2-Baş düşmanlar bölge ülkeleri, Onlara karşı herkesle işbirliği yapılabilir:
-----------------------------------------------------------------------------------------
Bu mantığın vardığı sonuç ortadır. Eğer, bölge ülkelerini baş düşman alırsanız, emperyalizmin üç yüz dolarlık maaşlı askeri olursunuz. ABD'nin çıkarları için savaşırsınız. Emir, komuta da onlarda olur. Onlar ne emir ve hedef verirse, onların talimatlarını yerine getirmek zorunda kalırsınız. ABD, kendi vatandaşlarına üç bin dolar maaş verirken, PYD(PKK)'nin Suriye’de sahaya sürdüğü militanlara da üç yüz dolar vermektedir. Sonuçta, üç yüz dolara ABD'nin paralı askeri olursunuz. Sizi de, hayali bir devlet vaadi ile uzun süre bölge ülkeleri üzerinde kullanabileceği bir sopa olarak sallayacaktır. 

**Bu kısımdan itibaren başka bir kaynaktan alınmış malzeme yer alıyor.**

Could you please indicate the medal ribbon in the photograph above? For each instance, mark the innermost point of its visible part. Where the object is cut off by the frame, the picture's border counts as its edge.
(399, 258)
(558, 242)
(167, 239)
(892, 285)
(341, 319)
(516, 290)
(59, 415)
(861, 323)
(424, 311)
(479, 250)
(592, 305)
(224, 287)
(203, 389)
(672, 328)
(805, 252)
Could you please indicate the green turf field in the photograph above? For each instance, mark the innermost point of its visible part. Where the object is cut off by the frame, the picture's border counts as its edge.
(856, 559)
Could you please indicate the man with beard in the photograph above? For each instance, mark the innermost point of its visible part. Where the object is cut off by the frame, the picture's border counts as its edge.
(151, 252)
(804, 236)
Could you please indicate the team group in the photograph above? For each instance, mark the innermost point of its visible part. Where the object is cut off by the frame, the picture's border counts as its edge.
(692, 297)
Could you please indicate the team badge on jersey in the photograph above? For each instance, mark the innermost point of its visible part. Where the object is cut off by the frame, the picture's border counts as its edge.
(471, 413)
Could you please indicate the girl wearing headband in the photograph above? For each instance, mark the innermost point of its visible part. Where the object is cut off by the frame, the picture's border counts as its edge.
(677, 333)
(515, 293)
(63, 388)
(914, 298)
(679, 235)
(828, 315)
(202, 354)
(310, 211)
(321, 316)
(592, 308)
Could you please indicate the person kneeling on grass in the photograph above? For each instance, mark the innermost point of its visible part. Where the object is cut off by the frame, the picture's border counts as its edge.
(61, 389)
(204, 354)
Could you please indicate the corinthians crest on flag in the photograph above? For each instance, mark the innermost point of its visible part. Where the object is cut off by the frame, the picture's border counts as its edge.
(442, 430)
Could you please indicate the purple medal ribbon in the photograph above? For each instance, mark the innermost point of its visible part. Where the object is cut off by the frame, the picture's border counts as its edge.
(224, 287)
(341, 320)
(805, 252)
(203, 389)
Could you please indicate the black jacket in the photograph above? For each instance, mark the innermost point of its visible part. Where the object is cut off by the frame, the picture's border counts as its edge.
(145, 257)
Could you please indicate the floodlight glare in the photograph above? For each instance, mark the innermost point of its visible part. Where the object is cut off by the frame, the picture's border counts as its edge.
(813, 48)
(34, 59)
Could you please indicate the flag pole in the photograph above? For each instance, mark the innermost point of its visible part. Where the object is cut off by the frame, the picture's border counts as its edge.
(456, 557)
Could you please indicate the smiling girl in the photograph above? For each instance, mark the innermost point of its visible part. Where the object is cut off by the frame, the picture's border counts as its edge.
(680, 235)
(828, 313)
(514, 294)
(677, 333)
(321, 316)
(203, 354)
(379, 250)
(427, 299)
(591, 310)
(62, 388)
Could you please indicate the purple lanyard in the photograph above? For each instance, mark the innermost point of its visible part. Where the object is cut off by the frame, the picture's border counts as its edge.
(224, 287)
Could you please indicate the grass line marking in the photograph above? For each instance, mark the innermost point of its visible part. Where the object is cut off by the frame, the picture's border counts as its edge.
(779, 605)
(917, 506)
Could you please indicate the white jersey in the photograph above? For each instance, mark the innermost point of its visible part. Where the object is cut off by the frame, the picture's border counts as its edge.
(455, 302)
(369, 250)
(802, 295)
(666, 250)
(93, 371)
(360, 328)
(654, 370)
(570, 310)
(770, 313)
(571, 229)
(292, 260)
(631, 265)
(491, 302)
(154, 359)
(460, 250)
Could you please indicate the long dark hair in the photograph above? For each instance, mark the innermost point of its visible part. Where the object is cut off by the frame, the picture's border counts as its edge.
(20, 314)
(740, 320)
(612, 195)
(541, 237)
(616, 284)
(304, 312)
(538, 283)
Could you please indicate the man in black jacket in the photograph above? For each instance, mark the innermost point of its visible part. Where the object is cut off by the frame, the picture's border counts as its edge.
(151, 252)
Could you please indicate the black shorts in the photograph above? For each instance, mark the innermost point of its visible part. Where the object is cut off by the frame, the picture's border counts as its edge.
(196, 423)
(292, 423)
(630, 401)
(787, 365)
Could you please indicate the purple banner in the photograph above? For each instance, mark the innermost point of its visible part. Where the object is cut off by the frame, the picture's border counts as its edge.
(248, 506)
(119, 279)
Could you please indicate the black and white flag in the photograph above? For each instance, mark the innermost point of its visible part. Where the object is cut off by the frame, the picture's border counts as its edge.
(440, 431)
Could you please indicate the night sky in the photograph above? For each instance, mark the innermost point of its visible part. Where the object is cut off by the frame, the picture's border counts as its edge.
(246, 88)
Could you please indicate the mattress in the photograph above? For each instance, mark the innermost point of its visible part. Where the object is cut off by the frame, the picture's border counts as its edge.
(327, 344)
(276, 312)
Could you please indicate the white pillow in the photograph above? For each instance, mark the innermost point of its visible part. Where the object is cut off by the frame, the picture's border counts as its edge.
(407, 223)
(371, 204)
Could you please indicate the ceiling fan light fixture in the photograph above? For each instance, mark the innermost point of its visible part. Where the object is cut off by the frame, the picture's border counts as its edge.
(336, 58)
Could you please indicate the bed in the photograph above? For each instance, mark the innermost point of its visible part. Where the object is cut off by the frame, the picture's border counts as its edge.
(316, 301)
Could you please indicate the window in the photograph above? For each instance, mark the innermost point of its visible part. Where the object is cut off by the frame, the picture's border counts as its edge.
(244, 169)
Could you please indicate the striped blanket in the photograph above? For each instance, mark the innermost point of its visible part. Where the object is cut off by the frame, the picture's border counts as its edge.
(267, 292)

ABD'nin, El kaide, Taliban, İŞİD türü örgütleri kurup, bölgeyi ele geçirme operasyonlarına kılıf yaptığını gazete okumayan insanlar bile bilir. Hala bunları anlamayan varsa, onların iyi niyetinden şüphe etmek gerekir. ABD, kurduğu ve örgütlediği bir örgütü, bir yenisi ile değiştiriyor. Onun da kullanma süresi dolunca, diğerlerine yaptığını , ona da yapacaktır. Bundan kimsenin kuşkusu olmasın. O halde, sonucu nasıl değerlendirmek lazım ? Emperyalizmle işbirliği yapana “ sol” termonolojide ne denir ? Onu sizlere bırakıyorum.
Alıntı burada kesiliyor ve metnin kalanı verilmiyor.